Dziennikarz Eugenio Scalfari podzielił się z czytelnikami tym, jak w czwartek zadzwonił do niego papież i umówił się na spotkanie.
Spotkali się w Domu św. Marty, gdzie Franciszek mieszka.
Zaczęli wymieniać się ideami, uczuciami i analizą tego, co dzieje się w Kościele katolickim i na świecie.
Jak wyjawia Scalfari, papież powiedział mu, że jest bardzo zaniepokojony w związku ze szczytem G20 czyli przywódców najbogatszych krajów świata i Unii Europejskiej.
"Obawiam się, że mają miejsce bardzo niebezpieczne sojusze między mocarstwami, które mają zniekształconą wizję świata - między Ameryką i Rosją, Chinami i Koreą Północną, a także Rosją i Asadem w wojnie w Syrii" - miał powiedzieć papież.
Zapytany przez dziennikarza, jakie zagrożenie ma wynikać z tych sojuszy, Franciszek odrzekł, że niebezpieczeństwo dotyczy imigracji.
"Głównym i niestety wciąż rosnącym problemem w dzisiejszym świecie są biedni, słabi, wykluczeni, do których należą imigranci.
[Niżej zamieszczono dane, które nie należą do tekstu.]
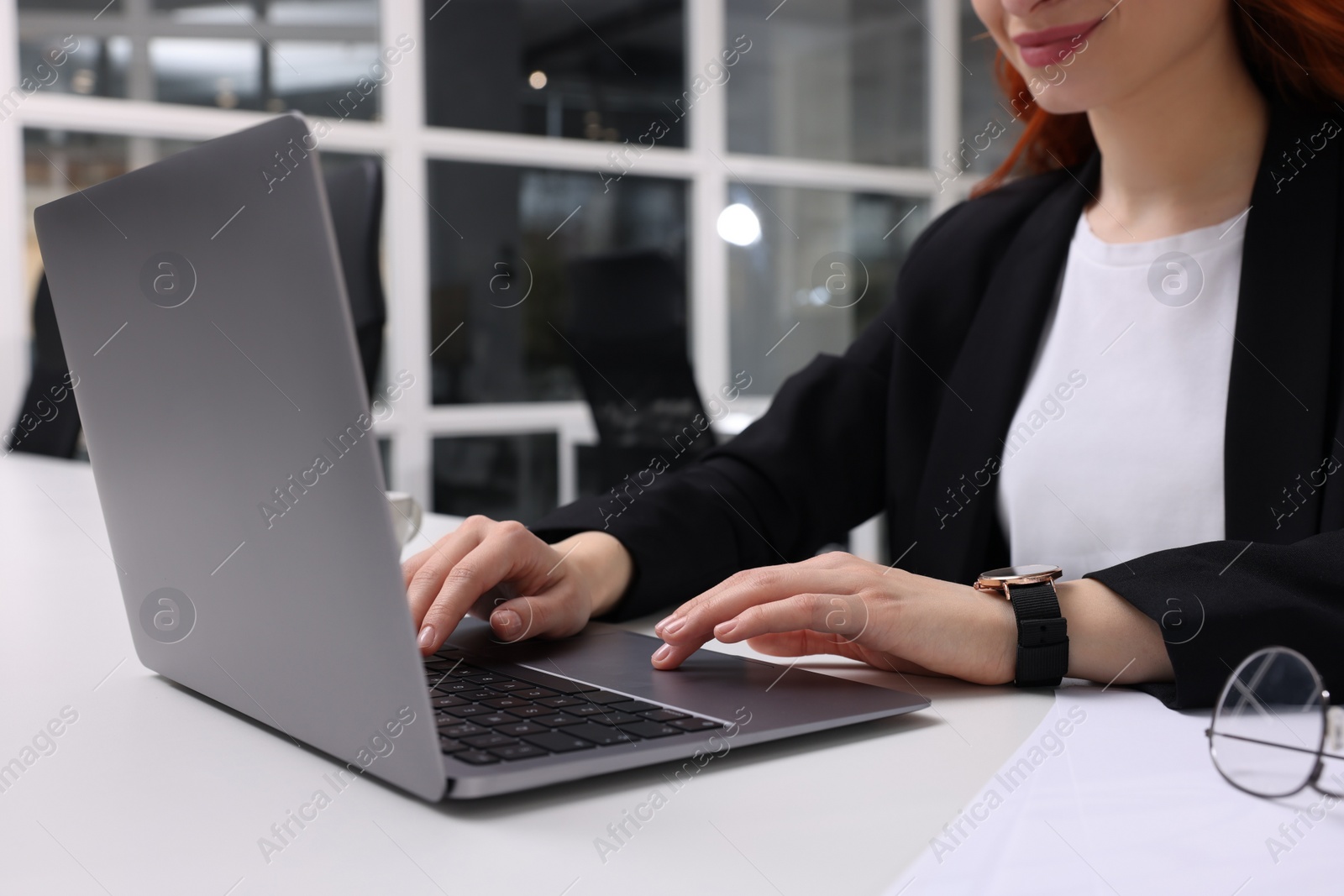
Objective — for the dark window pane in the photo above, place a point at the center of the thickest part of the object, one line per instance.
(335, 80)
(504, 244)
(54, 164)
(506, 477)
(824, 80)
(324, 13)
(589, 69)
(67, 6)
(71, 63)
(207, 71)
(822, 269)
Z drugiej strony są kraje, w których większość biednych nie pochodzi z fal migracyjnych, ale wzięła się z katastrof społecznych; inni mają z kolei niewielu ubogich, ale boją się inwazji migrantów" - zauważył.
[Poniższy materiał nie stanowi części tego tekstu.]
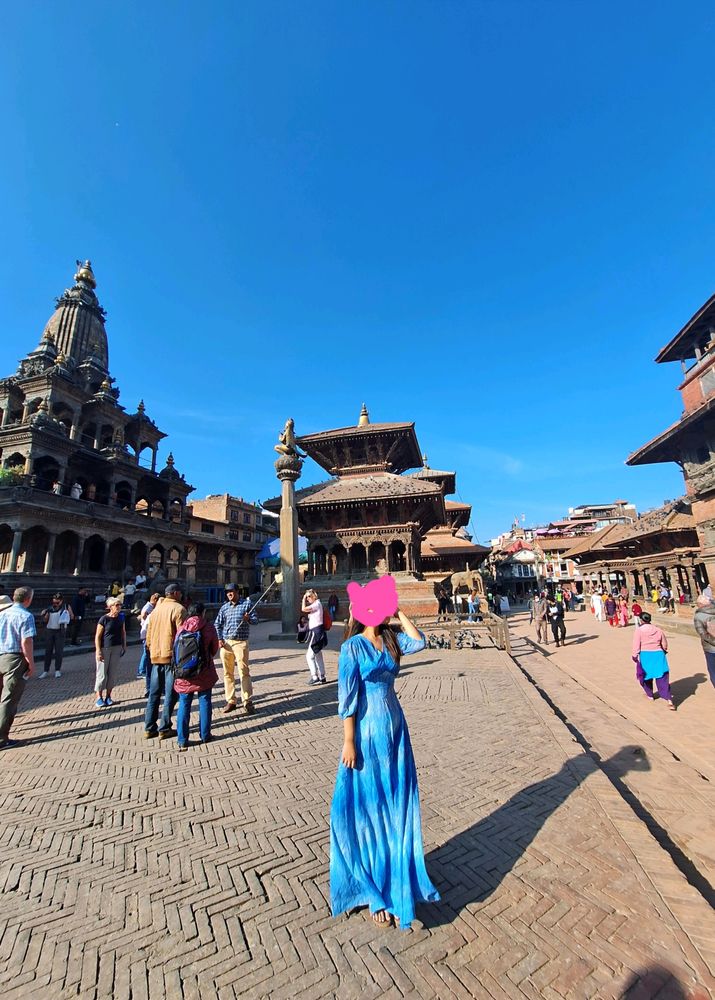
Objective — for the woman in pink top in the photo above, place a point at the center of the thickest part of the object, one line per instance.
(650, 647)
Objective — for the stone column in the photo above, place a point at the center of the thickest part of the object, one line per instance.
(50, 554)
(687, 573)
(288, 469)
(15, 552)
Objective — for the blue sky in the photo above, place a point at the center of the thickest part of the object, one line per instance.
(483, 217)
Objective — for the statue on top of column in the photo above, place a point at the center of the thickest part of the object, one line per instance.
(287, 441)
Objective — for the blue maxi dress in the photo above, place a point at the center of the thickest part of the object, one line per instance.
(376, 853)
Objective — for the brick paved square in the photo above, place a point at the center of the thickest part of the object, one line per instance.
(130, 870)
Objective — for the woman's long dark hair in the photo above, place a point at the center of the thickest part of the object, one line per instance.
(389, 636)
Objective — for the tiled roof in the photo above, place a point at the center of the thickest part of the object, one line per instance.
(612, 533)
(449, 545)
(353, 431)
(426, 473)
(381, 486)
(674, 516)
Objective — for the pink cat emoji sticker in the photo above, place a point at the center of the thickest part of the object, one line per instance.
(374, 602)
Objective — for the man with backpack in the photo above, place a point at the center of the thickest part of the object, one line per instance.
(195, 646)
(704, 621)
(558, 625)
(233, 623)
(164, 623)
(312, 606)
(541, 618)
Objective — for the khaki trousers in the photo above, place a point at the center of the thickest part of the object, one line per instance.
(236, 651)
(542, 630)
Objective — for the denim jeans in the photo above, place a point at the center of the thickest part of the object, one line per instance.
(54, 644)
(144, 669)
(184, 712)
(162, 684)
(710, 664)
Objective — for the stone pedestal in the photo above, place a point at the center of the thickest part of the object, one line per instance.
(288, 469)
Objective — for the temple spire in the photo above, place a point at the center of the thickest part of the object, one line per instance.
(76, 328)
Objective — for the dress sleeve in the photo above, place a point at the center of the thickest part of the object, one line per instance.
(636, 647)
(348, 681)
(408, 645)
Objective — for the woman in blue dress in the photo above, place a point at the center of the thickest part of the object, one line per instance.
(376, 853)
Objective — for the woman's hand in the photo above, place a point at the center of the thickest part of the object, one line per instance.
(349, 756)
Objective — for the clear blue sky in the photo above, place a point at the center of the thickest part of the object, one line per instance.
(483, 217)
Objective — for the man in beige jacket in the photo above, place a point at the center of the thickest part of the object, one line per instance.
(161, 631)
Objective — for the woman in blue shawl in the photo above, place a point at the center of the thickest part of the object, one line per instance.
(376, 853)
Według niego, G20 "godzi w imigrantów z krajów połowy świata i wraz upływem czasu coraz bardziej".
Zwrócił uwagę, że nie powinno być złudzeń - migracja wzrasta, bo bogate kraje, zwłaszcza Europa, są atrakcyjne dla biednych.
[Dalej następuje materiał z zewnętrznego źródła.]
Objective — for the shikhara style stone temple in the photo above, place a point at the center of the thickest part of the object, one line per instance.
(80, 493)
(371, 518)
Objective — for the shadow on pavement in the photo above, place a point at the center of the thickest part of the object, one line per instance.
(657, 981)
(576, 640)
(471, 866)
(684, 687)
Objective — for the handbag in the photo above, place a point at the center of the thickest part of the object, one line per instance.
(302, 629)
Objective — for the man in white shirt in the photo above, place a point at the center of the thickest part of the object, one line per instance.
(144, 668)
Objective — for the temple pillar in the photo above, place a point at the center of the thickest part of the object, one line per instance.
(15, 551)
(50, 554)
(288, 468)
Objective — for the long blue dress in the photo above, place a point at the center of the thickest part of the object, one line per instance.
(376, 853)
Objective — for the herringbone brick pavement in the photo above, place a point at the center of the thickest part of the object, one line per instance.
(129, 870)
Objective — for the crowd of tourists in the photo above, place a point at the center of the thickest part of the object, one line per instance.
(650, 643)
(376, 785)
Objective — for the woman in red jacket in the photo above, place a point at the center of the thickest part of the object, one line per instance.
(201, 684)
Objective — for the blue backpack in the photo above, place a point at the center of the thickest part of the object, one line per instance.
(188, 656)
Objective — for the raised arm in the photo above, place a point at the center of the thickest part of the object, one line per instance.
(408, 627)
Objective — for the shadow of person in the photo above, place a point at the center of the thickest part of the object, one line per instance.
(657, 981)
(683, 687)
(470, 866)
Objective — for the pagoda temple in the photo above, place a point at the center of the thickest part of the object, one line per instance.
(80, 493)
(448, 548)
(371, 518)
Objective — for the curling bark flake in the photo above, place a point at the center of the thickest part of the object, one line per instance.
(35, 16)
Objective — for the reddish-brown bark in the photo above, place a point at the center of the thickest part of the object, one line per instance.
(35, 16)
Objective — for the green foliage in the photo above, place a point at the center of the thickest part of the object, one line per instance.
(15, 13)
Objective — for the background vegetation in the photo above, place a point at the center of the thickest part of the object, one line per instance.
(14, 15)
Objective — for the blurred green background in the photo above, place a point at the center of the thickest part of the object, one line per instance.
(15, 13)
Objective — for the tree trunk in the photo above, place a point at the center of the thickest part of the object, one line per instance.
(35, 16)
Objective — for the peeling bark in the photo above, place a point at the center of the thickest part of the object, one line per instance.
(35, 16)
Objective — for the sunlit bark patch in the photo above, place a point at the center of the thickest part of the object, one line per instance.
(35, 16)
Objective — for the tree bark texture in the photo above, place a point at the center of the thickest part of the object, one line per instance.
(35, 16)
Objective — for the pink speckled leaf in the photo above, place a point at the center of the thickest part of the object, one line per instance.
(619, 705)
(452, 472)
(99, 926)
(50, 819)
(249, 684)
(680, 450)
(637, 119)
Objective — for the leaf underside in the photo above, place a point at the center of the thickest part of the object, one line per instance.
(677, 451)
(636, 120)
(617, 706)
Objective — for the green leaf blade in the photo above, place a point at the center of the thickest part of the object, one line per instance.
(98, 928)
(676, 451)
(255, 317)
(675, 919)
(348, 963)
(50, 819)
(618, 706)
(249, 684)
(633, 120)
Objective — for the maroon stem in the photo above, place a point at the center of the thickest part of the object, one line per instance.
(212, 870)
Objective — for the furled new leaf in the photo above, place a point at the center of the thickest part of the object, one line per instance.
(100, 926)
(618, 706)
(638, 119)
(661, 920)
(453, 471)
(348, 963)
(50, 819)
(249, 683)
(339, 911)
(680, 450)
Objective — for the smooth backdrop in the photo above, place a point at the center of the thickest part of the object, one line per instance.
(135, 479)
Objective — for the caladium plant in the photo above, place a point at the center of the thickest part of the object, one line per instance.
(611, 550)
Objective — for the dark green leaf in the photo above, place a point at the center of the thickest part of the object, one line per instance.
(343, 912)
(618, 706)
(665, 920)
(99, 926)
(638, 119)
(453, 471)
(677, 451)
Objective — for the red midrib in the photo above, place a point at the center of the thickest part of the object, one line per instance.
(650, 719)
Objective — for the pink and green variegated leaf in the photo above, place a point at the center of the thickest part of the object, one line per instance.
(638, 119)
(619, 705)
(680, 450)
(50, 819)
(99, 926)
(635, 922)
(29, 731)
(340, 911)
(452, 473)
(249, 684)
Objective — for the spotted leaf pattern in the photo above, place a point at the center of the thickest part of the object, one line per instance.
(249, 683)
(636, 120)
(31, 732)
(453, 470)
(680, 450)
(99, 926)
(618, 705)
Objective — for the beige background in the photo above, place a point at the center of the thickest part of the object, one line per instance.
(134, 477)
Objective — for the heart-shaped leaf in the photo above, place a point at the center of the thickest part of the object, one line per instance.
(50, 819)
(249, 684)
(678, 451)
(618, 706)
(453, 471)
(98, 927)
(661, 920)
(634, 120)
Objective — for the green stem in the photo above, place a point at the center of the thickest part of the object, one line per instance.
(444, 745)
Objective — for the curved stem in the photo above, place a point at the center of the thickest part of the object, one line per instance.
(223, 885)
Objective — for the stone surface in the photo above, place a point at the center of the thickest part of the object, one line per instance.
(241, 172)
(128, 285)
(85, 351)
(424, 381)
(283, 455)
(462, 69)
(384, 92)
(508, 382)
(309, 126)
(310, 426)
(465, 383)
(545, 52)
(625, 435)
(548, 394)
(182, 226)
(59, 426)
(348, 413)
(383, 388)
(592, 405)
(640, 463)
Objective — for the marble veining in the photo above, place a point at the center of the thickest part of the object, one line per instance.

Tu Scalfari wyraża w artykule swoje zdanie, że między innymi z tego powodu Europa powinna jak najszybciej przekształcić się w strukturę federalną, w której decyzje odnośnie praw i wynikających z nich zachowań politycznych podejmuje federalny rząd i parlament, a nie państwa członkowskie.
Jak pisze, papież powiedział mu, że popiera ideę Europy jako "wspólnoty federalnej", choć z tekstu nie wynika czy w takiej formie jak widzi to dziennikarz.
Według Franciszka, europejskie państwa pójdą w kierunku federalizmu, jeśli "zrozumieją tę prawdę, że w przeciwnym wypadku Europa nie będzie nic znaczyć w świecie".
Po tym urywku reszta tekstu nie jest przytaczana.